The village became almost abandoned by the end of the war, with only a few of the widows of soldiers and sea goes remaining, along side various drifters and criminals that took refuge in the free empty housing. During this time the area got itself a very bad reputation, with unemployment being almost everybody and crime was commonplace. The widows who stayed here were known to keep dogs for protection, often in quite large numbers and after the owners died the dogs were simply left to look after themselves, this is thought to be the reason the settlement became known as dog town.
Now the area stands completely covered by woodland and has many trails and good hiking routes throughout, and is of course open to the public all year round.
It was the last residents of Dogtown that are believed to be responsible for the hauntings here. It was widely suspected that the last few residents were involved in witchcraft, with one such woman known as Thomazine "Tammy" Younger gaining the nickname of "Queen of the Witches". The story's about her claim she would place curses on the oxen teams transporting fish across the bridge from the harbor unless they pay here a toll.
The very last person to call Dogtown home was a man named Cornelius "Black Neil" Finson.
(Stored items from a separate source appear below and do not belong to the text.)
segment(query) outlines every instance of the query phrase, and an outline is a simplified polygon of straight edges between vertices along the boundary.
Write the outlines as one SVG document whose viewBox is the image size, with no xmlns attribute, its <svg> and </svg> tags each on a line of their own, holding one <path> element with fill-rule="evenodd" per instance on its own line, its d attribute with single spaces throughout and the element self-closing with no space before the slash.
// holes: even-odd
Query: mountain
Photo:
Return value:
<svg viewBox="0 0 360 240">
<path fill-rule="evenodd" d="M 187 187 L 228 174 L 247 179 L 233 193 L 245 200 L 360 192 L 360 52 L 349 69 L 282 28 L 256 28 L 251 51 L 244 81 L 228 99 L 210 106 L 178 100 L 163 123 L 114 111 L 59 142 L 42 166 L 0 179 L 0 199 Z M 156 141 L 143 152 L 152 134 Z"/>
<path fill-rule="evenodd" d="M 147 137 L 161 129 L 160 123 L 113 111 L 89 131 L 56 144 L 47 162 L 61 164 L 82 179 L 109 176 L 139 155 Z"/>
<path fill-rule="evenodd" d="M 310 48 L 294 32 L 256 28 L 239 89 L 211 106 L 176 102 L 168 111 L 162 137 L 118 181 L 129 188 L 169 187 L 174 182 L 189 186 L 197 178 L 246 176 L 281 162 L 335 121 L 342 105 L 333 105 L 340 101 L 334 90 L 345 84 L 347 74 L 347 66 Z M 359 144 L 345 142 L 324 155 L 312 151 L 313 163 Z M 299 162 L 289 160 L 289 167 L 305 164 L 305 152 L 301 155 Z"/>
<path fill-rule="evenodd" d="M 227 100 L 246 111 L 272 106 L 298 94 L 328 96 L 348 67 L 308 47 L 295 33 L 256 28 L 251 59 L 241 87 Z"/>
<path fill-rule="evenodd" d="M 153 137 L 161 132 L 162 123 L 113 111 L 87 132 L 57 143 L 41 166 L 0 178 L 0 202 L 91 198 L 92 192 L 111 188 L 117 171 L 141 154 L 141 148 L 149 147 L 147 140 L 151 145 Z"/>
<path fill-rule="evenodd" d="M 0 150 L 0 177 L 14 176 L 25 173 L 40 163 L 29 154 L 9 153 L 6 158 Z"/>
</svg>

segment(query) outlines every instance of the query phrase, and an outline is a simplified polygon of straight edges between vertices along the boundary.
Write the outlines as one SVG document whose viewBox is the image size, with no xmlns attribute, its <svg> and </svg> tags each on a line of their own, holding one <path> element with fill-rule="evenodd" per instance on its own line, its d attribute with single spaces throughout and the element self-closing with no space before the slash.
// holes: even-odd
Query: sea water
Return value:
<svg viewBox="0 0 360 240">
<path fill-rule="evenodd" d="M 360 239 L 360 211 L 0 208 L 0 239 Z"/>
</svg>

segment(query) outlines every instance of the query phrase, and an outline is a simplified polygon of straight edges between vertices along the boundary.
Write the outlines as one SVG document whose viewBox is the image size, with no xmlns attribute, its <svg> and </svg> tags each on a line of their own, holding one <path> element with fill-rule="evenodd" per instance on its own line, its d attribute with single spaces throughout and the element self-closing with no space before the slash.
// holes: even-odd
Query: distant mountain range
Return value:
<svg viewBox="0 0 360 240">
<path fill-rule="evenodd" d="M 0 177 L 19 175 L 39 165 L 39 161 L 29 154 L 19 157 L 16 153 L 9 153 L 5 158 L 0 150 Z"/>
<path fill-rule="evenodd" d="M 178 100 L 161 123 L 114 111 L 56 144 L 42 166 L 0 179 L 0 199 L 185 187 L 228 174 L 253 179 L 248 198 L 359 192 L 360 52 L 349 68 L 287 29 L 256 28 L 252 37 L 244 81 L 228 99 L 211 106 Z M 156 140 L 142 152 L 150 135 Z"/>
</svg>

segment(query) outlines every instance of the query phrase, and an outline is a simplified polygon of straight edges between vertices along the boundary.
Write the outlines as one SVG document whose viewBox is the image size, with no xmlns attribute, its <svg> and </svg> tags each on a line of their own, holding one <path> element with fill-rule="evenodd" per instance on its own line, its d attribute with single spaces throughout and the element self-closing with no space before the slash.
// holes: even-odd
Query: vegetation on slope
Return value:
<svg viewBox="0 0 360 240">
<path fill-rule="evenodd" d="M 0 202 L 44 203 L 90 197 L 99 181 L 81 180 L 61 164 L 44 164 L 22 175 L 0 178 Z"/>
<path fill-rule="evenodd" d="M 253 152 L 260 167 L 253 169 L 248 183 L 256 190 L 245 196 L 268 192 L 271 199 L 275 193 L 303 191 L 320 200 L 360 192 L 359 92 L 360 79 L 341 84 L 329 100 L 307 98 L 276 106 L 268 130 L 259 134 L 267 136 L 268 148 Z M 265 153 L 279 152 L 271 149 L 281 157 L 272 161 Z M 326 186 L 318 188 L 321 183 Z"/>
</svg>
He is thought to be a drifter who found his way there and occupied an empty home, but when he was found he was sitting in rags and half dead living in a cellar, he was taken to a nearby poorhouse but died shortly afterwards.
It is the spirit of this man who's thought to be responsible for scaring so many hikers here, with people claiming to see his ragged apparition sitting by the side of some of the trails staring at people, only to vanish if approached.
As for the actual number of ghosts here it would be anyone's guess. People have made all kinds of claims, with everything from pirates and witches to former slaves and strange faceless voices calling out to them.
One such incident about the voices in the trees comes from 1984, when a homeless man murdered a school teacher here when she was walking her dog. The homeless man crushed her skull and when later questioned claimed the voices in the woods were calling out for him to do it.